DBT hakkında daha detaylı bilgi almak için buraya tıklayıp ilgili yazıyı okuyabilirsin.


Bu modülde kendini ifade etmen için farklı durumlar için kullanılabilecek teknikler var. Modül 7’de ayrıca eleştirel yaklaşıma değinilecek. Bu teknikleri pratik ettiğinde onları daha nötr durumlarda, yani duygularının çok yoğun olmadığı zamanlarda kullanman daha faydalı olacaktır. Böylece, teknikleri iyice öğrenmiş olacak, daha zor ya da duygusal durumlarda da kullanmaya başlayabileceksin. Unutmamak gerekiyor ki, bu teknikleri ilk kullanmaya başladığında planladığın yere varamayabilirsin ve bu yüzden kendini hırpalamak yerine neyin yanlış gittiğine ve başka bir zaman nasıl farklı bir yaklaşımda bulunabileceğine bakabilirsin. 
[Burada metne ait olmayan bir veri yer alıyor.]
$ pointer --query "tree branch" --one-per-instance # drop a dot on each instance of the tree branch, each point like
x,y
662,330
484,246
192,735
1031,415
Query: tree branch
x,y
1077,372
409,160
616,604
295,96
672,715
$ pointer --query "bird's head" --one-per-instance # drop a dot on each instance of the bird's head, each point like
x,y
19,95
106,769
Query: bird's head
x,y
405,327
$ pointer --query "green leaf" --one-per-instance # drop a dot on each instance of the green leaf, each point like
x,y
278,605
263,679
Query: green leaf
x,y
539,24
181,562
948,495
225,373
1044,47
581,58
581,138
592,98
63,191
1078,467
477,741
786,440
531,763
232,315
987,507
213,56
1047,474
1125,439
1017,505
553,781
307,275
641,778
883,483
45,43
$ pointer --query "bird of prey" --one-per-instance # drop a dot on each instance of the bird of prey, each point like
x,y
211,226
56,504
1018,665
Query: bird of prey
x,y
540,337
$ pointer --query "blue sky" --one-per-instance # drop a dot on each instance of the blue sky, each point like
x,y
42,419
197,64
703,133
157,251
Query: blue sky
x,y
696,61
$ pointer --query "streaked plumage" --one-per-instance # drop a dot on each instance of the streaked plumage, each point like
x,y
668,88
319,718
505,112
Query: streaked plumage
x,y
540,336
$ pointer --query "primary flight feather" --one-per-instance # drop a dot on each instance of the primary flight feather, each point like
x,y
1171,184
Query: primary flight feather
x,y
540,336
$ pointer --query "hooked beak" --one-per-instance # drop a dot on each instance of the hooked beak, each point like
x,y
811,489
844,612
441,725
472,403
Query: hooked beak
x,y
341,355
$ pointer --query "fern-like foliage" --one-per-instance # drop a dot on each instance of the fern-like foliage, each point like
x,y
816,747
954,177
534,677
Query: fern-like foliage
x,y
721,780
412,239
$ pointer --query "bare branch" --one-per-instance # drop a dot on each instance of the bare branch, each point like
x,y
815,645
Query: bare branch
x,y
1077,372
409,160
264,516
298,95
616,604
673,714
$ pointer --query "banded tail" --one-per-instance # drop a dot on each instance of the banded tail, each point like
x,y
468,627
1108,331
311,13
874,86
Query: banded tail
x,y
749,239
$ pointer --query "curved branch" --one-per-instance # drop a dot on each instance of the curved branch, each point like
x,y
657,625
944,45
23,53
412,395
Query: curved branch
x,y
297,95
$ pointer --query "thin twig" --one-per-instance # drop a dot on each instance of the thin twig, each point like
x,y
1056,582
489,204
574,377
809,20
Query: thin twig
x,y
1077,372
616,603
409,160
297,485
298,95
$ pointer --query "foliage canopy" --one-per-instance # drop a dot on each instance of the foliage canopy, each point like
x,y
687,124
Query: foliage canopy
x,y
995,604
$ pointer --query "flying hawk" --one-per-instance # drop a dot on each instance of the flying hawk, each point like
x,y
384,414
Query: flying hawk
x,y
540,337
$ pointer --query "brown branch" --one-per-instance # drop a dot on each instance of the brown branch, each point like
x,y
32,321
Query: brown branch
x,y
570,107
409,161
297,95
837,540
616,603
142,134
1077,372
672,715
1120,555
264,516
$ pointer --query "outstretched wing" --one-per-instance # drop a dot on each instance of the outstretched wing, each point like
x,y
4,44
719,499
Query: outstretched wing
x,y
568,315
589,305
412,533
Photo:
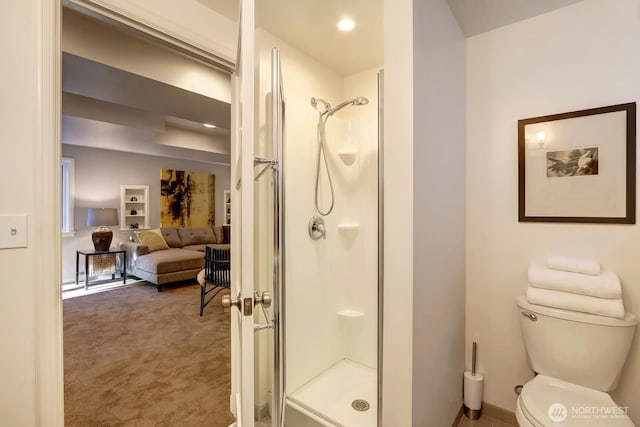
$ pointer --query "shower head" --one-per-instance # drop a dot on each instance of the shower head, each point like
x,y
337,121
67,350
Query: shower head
x,y
315,101
361,100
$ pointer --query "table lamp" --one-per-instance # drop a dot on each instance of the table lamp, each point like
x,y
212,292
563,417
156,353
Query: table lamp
x,y
102,218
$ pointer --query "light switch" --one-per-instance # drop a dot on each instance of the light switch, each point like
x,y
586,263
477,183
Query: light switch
x,y
13,231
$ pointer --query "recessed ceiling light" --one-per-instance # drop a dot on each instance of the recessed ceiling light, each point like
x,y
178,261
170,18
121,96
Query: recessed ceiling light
x,y
346,24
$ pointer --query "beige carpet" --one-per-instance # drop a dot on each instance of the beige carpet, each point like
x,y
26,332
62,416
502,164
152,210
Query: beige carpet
x,y
137,357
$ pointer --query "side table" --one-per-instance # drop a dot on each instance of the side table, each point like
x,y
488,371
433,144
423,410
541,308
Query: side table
x,y
88,253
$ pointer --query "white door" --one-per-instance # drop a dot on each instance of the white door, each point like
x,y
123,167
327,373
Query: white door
x,y
242,193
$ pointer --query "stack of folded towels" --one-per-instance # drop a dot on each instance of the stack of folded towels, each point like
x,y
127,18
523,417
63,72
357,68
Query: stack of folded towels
x,y
575,284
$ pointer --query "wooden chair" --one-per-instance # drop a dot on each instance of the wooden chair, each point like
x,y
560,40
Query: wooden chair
x,y
216,275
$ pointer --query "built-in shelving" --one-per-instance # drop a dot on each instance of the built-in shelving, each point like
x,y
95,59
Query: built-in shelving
x,y
348,155
134,207
227,207
348,229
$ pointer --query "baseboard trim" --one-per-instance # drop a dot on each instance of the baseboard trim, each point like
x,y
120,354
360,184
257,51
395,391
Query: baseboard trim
x,y
261,412
499,414
491,411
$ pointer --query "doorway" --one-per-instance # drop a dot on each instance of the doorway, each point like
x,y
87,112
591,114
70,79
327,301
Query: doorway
x,y
111,128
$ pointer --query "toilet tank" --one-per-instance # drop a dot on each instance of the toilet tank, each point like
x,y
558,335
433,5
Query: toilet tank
x,y
580,348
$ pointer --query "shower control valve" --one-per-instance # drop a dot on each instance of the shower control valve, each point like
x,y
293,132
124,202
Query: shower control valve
x,y
316,228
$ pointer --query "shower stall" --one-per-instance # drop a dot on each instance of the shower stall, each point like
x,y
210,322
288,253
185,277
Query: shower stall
x,y
318,240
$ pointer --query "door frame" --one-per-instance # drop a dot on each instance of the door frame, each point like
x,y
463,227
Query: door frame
x,y
46,235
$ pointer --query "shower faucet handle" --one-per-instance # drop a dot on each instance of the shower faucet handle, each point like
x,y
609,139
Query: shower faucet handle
x,y
316,228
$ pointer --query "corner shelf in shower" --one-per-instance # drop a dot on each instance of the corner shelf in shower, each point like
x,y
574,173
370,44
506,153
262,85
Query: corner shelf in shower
x,y
348,155
348,229
350,314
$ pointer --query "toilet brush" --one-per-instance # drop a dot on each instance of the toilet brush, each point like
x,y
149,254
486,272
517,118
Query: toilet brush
x,y
473,384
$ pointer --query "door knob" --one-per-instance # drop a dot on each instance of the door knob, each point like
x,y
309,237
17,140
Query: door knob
x,y
227,302
265,299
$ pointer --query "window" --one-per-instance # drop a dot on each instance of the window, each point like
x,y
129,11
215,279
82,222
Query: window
x,y
68,196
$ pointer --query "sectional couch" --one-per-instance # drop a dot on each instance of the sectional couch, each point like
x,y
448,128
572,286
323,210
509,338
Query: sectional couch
x,y
181,258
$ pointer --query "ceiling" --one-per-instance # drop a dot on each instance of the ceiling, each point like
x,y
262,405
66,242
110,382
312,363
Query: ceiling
x,y
109,108
310,25
479,16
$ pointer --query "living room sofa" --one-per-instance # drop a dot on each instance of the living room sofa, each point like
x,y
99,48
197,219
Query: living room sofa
x,y
181,258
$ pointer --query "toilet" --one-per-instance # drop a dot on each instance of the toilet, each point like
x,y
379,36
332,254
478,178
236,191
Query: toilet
x,y
578,358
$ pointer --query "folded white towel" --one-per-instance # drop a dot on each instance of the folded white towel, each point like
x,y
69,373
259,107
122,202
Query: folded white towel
x,y
606,285
576,265
575,302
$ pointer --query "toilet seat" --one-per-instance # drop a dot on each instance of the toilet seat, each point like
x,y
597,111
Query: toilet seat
x,y
583,407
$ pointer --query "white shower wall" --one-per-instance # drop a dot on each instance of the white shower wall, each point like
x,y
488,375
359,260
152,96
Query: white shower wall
x,y
338,273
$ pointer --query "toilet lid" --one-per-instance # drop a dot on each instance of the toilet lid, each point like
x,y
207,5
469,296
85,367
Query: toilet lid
x,y
551,402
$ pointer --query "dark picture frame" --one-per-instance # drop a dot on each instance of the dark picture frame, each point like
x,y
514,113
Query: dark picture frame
x,y
578,167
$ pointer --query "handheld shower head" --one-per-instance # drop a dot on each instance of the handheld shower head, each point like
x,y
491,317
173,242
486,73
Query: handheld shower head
x,y
361,100
315,101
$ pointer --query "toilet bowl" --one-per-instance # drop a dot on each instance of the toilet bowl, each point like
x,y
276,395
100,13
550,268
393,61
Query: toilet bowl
x,y
546,401
578,358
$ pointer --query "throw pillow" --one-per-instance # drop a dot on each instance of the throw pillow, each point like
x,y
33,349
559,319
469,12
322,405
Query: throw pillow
x,y
218,233
152,239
Zamanla her şey daha kolay gelecektir. 😊

Uyarı! Sözsüz Olanı Hatırla

Her teknikte, sözlü iletişim olduğu kadar sözsüz iletişimi de hatırlamalısın. Belli bir tekniği kullanırken kendini ifade eden biri olarak düşünebilirsin, ancak; sözsüz iletişimde dikkatli değilsen teknikleri pasif agresif ya da agresif yollarla kullanma ihtimalin de var. Bu yüzden, sesinin daha sakin ve normal bir tonda olması, iyi bir göz temasında bulunman ve fiziksel gerginliğini minimuma indirmen önemli. Bunları hatırlamıyorsan, Modül 2’yi buraya tıklayarak, tekrar okuyabilirsin.

Kendini Ortaya Koyma / Basit Yaklaşım

Duygularımızı, düşüncelerimizi, inançlarımızı, istek ve ihtiyaçlarımızı açık bir şekilde belirttiğimizde karşı tarafında bunları bilmesini sağlamış, kendimizi ortaya koymuş oluruz. Kendini ortaya koymak için cümlelerde ''ben'' kullanılır:

''Saat 5’de gitmem gerekiyor.''
''Sorunun çözülme şekli beni memnun etti.''

İltifat ederken, övgüde bulunurken, bir bilgi verirken, biriyle ilk defa bir sorun üzerinden konuşurken bile bu yöntemi kullanabilirsin. Örneğin:

            ''Bunu daha önce düşünmemiştim, fikrini biraz düşünmek istiyorum.''
            ''Sunum gerçekten çok iyiydi.''
            ''Masraflar 200 TL. tutacak.''
            ''Bana yardım etmeni seviyorum.''

Bir ifadede bulunurken kesin ve açık olman da fayda var: önce ne istediğine karar ver, sonra direkt olarak söyle. Gizli kapaklı, dolaylı ifadelerden kaçın ve açıklamanı basit tut. Bu sana iletişime geçtiğinde NE istediğini tam olarak ve açık bir şekilde söylemende yardımcı olacak.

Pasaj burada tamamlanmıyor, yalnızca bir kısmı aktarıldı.